Christopher L. Tomlins
Christopher Lawrence Tomlins is Elizabeth J. Boalt Professor of Law at the University of California, Berkeley and an Affiliated Research Professor at the American Bar Foundation. Before joining the American Bar Foundation in 1992, he was Reader in Legal Studies at La Trobe University, Melbourne (Australia). He has a Ph.D. in History (Johns Hopkins) and a fine collection of Masters’ Degrees – in Politics, Philosophy and Economics (Oxford), in American Studies (University of Sussex), and in History (Johns Hopkins). At UC Berkeley he teaches in the Jurisprudence and Social Policy graduate program.
Chris Tomlins is well known as a legal historian whose interests and research are cast very broadly – from sixteenth century England to twentieth century America; from the legal culture of work and labor to the interrelations of law and literature; from the jurisprudence of Francisco de Vitoria of Salamanca to the critical theory and historical materialism of Walter Benjamin. Since beginning his academic career in 1980, Tomlins has written or edited nine books, of which the most recent is Freedom Bound: Law, Labor, and Civic Identity in Colonizing English America, 1580-1865 (2010) (also available here). In March 2011 Freedom Bound was awarded the Bancroft Prize, given annually by the trustees of Columbia University. The book has also been awarded the Hurst Prize of the Law and Society Association, the John Phillip Reid Prize of the American Society for Legal History, and named a Choice "Outstanding Academic Title" for 2011.

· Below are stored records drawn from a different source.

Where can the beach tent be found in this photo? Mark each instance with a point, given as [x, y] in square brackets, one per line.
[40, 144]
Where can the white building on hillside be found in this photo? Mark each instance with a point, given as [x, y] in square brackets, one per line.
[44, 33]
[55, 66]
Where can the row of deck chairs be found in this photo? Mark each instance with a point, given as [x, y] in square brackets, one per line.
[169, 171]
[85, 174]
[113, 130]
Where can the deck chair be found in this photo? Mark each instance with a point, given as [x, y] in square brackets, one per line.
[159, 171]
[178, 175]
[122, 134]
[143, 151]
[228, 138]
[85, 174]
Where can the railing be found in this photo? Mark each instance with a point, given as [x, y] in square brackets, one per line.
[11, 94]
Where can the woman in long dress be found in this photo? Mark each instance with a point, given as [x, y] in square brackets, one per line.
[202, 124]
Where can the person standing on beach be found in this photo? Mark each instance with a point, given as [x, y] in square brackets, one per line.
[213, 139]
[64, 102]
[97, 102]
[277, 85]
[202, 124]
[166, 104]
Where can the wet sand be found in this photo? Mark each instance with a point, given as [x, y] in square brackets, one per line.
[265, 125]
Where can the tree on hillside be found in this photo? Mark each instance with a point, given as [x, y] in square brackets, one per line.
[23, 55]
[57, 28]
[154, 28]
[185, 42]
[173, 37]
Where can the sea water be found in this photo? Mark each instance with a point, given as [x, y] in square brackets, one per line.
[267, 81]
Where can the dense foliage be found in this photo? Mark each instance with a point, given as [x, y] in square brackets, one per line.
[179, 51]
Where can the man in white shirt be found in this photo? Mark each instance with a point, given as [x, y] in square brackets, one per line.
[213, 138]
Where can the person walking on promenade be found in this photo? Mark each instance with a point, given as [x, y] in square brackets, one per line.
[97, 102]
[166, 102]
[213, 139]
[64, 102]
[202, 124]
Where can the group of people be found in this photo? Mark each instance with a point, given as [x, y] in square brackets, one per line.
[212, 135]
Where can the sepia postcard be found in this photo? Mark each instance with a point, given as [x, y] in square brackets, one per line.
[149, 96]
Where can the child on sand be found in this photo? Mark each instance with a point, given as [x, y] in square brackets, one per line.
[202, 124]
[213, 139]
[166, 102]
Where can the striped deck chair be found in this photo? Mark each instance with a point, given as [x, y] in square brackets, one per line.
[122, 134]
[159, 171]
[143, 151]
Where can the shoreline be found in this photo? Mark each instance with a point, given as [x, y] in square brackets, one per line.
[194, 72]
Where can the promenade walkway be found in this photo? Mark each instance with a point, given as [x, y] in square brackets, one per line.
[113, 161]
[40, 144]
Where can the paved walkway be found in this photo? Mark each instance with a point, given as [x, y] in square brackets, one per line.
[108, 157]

Other recent books include the multi-volume Cambridge History of Law in America (published in April 2008, co-edited with Michael Grossberg of Indiana University) and The United States Supreme Court: The Pursuit of Justice (2005). Earlier books include The Many Legalities of Early America (2000), Law, Labor, and Ideology in the Early American Republic (1993), Labor Law in America (1992), and The State and the Unions (1985)
Tomlins has also published about 200 chapters, articles, working papers, scholarly editorials, and other bits and pieces. From 1995 until 2004, he was editor of the Law and History Review. From 2005 until 2009 he was first co-editor (with Jack Heinz) then sole editor of Law & Social Inquiry. He also edits the Cambridge University Press book series Cambridge Historical Studies in American Law and Society, and co-edits (with Michael Grossberg) the CUP series New Histories of American Law. His publications have been awarded the Surrency prize of the American Society for Legal History, the Littleton-Griswold prize of the American Historical Association, the J. Willard Hurst prize of the Law and Society Association (twice), and the Bancroft Prize of the trustees of Columbia University.
Current research addresses (a) the Southampton, Virginia, Slave Rebellion of 1831; (b) Walter Benjamin and the law; (c) the historiography and philosophy of legal history; (d) the history of legal thought.
In his spare time he likes to sleep.